St Mary Redcliffe C of E Primary School
In order to investigate your complaint as fully as possible the Local Board of St Mary Redcliffe Primary School has implemented a staged approach. We are fully committed to dealing with all complaints fairly and impartially, in a friendly, respectful and professional way as it is in everyone’s best interest to help ensure the matter can be resolved as quickly and informally as possible. We anticipate that almost all complaints that arise will be resolved at Stage 1 or Stage 2 below, and that Stage 3 and 4 and Part 2 will only need to be followed on very rare occasions.
PART 1: Complaints Procedure
Stage 1: The first contact
1.1. Parents are always welcome to discuss any concerns with the appropriate member of staff, who will clarify with the parent the nature of the concern and reassure them that the school wants to hear about it.
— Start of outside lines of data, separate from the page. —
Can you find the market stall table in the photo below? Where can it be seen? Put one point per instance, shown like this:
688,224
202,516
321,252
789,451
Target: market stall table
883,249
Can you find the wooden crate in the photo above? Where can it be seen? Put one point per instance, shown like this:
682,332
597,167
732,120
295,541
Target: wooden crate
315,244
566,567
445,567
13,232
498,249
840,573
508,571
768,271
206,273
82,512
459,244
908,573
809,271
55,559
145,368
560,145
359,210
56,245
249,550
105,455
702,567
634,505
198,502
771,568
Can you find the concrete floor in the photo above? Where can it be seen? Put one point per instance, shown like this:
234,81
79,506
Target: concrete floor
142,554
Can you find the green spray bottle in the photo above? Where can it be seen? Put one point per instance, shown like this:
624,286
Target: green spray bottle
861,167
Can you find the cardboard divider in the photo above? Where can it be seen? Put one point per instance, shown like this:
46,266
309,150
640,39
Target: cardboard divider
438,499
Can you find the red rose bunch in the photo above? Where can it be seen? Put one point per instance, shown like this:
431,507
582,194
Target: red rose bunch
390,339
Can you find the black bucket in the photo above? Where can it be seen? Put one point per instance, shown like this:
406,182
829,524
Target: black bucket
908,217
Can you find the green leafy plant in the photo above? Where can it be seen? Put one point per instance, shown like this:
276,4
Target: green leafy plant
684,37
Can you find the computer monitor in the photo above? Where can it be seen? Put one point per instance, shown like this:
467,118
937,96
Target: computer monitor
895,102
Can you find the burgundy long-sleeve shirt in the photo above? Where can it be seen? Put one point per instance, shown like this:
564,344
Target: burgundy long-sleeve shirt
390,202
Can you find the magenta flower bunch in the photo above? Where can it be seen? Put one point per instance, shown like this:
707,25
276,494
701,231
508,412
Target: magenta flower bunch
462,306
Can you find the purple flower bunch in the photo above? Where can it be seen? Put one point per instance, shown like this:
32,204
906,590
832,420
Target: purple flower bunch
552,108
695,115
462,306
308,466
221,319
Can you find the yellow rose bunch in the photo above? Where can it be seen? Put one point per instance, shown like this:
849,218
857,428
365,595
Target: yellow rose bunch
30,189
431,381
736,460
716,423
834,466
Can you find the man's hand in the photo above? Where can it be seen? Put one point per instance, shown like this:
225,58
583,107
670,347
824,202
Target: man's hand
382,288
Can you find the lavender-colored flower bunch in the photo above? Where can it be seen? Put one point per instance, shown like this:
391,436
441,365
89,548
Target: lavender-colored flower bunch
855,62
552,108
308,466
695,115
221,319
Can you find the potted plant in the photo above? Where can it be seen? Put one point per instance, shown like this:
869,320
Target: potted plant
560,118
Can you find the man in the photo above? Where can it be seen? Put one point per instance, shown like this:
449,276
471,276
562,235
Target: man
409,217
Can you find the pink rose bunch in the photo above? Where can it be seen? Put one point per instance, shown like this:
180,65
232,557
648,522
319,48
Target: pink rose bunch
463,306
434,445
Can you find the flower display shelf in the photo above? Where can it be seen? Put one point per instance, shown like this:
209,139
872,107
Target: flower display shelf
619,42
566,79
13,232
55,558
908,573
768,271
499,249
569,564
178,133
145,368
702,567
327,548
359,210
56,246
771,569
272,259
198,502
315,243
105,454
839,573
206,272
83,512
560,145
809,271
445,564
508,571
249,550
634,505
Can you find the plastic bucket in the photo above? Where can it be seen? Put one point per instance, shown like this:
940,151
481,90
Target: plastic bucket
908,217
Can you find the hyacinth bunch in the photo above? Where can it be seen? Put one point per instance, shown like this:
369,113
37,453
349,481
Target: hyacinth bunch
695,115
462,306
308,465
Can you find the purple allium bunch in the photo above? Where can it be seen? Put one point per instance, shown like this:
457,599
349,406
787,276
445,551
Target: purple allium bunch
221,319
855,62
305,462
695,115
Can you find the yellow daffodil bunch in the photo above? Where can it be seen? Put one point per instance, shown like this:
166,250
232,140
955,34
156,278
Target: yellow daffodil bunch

The member of staff may explain to the parent how the situation happened. It can be helpful at this
point to identify what sort of outcome the parent is looking for.
1.2. If the member of staff first contacted cannot immediately deal with the matter, s/he will make a clear note of the date, name and contact address or phone number.
1.3. All members of staff will know how to refer, if necessary, to the person with responsibility for the particular issue raised by the parent. S/he will check later to make sure the referral has been dealt with.
1.4. If the matter is brought to the attention of the Headteacher she may decide to deal with concerns directly at this stage; if the complaint is against the Headteacher the parent will be advised to contact the chair of the Local Board.
1.5. The member of staff dealing with the concern will make sure the parent is clear what action (if any) or monitoring of the situation has been agreed, putting it in writing if appropriate.
1.6. Where no satisfactory solution has been found within ten days, parents will be advised that if they wish their concern to be considered further they should write to the Headteacher.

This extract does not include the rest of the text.